By the agreement of July 21, 1874, James E. Abbott and Moses K. Abbott were constituted the agents of William Frost and Thomas P. Frost for the purpose of carrying on the shop in Pleasant Street. It provides that the Abbotts “ are to do business at 110 Pleasant Street, Boston, as agents for Wm. Frost and T. P. Frost of Boston. They are authorized to sell the goods now in store and buy other goods in order to keep the stock good with the money received, but not to buy on credit without an order in writing from Wm. Frost or T. P. Frost.” At the time the agreement was executed, the Frosts were the owners of the goods in said store. The Abbotts could not sell them unless they received authority from the Frosts to do so. The clear purpose of the parties was, that the Abbotts should carry on the business, should sell the old stock and purchase new from time to time, to replace that sold, and that the whole stock, both old and new, should be the property of the Frosts, so as to secure them for the money they had paid for the stock and incidental expenses. To hold, as contended by the defendants, that the transaction was a conditional sale of the stock to the Abbotts, would defeat this purpose, as the Frosts would have no title to the new goods purchased by the Abbotts, and thus their security would be constantly diminishing as the old stock was sold. The language of the agreement, which we have above cited, is appropriate to create an agency, and its other provisions are consistent with this construction.

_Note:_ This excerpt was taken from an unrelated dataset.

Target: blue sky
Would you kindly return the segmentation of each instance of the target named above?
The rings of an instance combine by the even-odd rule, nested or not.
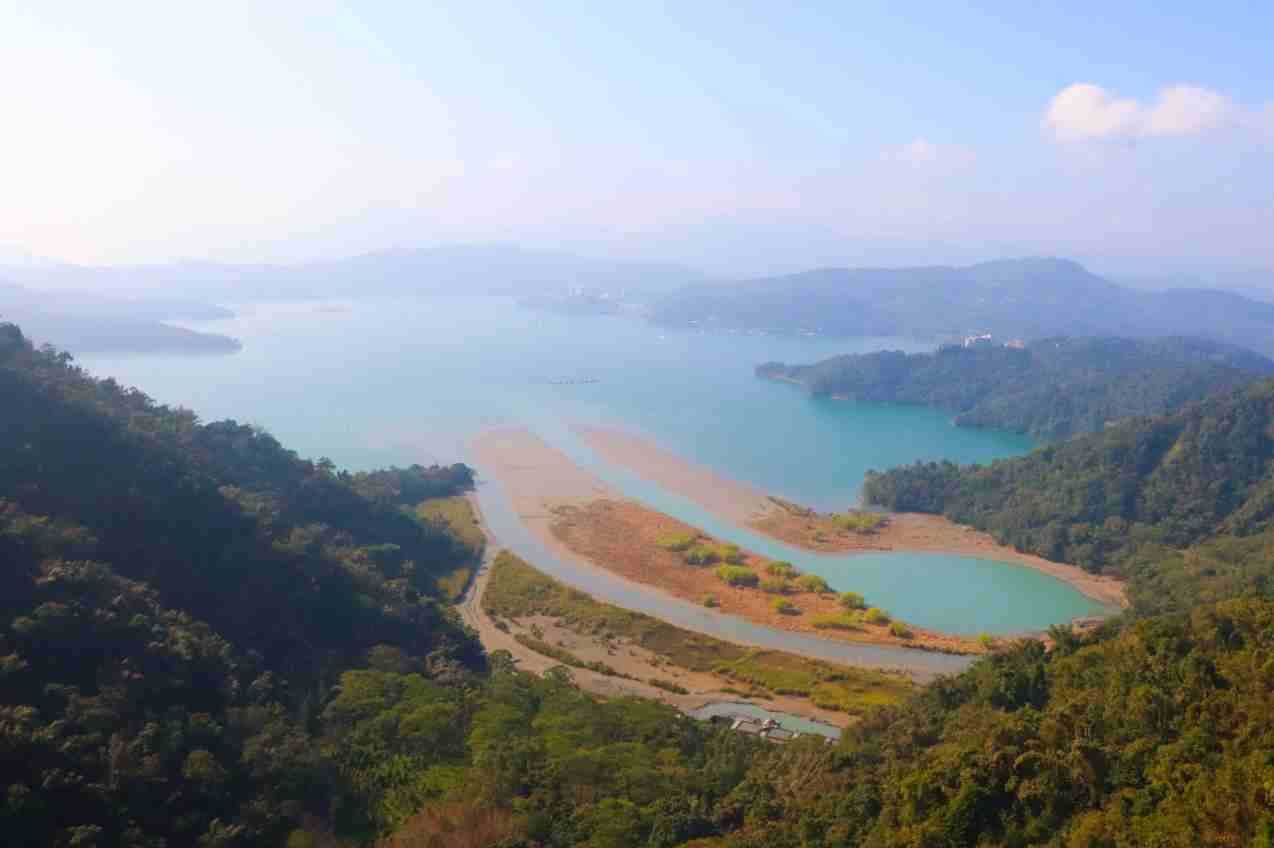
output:
[[[0,245],[1274,267],[1268,4],[903,5],[0,0]]]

*188Considering this as a contract of agency, it is clear that the general scope of the agency was the carrying on of the business in the store previously occupied by the Abbotts.

The goods purchased by them from time to time, and put into the store as part of the stock, became the property of the Frosts, whether bought for cash or on credit. The agreement expressly provides that “ if at any time the business is not carried on to the satisfaction of Wm'. Frost and T. P. Frost, the store and fixtures, together with all goods in the store and the books and accounts, shall be turned over with the keys of the store to the said Frosts.” The argument of the defendants that the Abbotts could, under the agreement, purchase, upon their own credit, goods to be used in the business, which would be their property, is inconsistent with this provision and with the whole scope of the transaction.

The parties acted upon the construction we have adopted, for, in fact, soon after the plaintiff’s debt was contracted, the Frosts took possession of all the goods in the store, including such of those sold by the plaintiff as remained in the stock. The plaintiff sold the goods in question to the Abbotts in ignorance of their relation to the Frosts. It is a w;ell settled rule that in such a case, the seller may resort to the principal when discovered by him. Raymond v. Crown Eagle Mills, 2 Met. 319.

But the defendants contend that the rule does not apply to this case, because the. contract of agency contained the stipulation that the agents were not to buy on credit, and therefore they were not acting within their authority when they bought the goods of the plaintiff. It is a sufficient answer to this claim, that, upon the evidence at the trial, the court may have found that the defendants ratified the .acts of their agents, so far as they exceeded their authority.

It appeared that all the goods bought went into the stock of the store to the use and benefit of the defendants, and that they took possession of a part of them and sold them as their own. They cannot thus avail themselves of the contract of their agent so far as it is for their benefit, and reject the rest; but by retaining and claiming the goods, in whole or in part, as their property, they must be held to have ratified the acts of their *189agents, in excess of the instructions given them. Draper v. Charter Oak Ins. Co. 2 Allen, 569. The rulings in the court below were, therefore, correct. Exceptions overruled.